Ни растительности, ни топлива, ни воды. Он не знал, куда попал. Он не знал, в своем ли уме. Оставалось только развернуться кругом, поспешить обратно в страну травы, а потом любой ценой следовать прямиком на восток.
15
Пчела. Покружила у ушей коня, пожужжала у шеи Хокана, потом сопровождала их какое-то время, опасливо осматривая седельные сумки и поклажу осла. Первой мыслью было, что наконец пришла весна. Потом Хокан сразу вспомнил, как давно не видел пчел. Больше того: это первая с тех пор, как он покинул Швецию. Покамест американская природа с ее обилием животных, процветающих в чрезвычайно разнящихся условиях, не могла родить пчелу. Хокан пережил все времена года в разных климатах. И вот эти прерии — все те же, по которым он едет целую вечность; по самой меньшей мере с первой встречи с поселенцами на тропе. Так с чего же теперь вдруг — пчела? Фермы. Другого объяснения он не знал. За все время со своей высадки в Сан-Франциско он не видел, чтобы кто-то возделывал землю. Ни вспашки, не посева, ни сбора урожая; ни заборов, ни стогов, ни мельниц. Ни пчелиных ульев. Значит, рядом должны быть фермы. Раз все остальное, начиная с земли и стихий, остается прежним, только так и могло объясняться неожиданное появление медоносной пчелы.

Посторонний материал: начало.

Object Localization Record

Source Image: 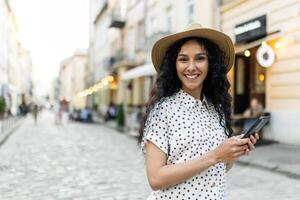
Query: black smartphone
[242,115,270,138]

Он все еще опасался людей, но надеялся, что за все время, утекшее после резни, его забыли. А порой, приходя в наилучшее расположение духа, даже верил, что прошел долгий путь и здесь не могли знать о произошедшем. Вести не докатились бы до столь удаленных от тропы краев. А если и докатились — если рассказы о его позорных поступках преодолели сезоны и равнины, — он верил, что сам достаточно окреп и готов столкнуться с правдой лицом к лицу. Когда эти доводы не помогали, он говорил себе, что сошел либо с ума, либо с пути, затерялся в великих степях между тропой и пустыней, и если он еще хочет увидеть Лайнуса, то рано или поздно придется повернуть на восток, и тогда, пускай даже в пути не повстречаются другие люди, его неизбежно ждут великие множества в городе Нью-Йорке.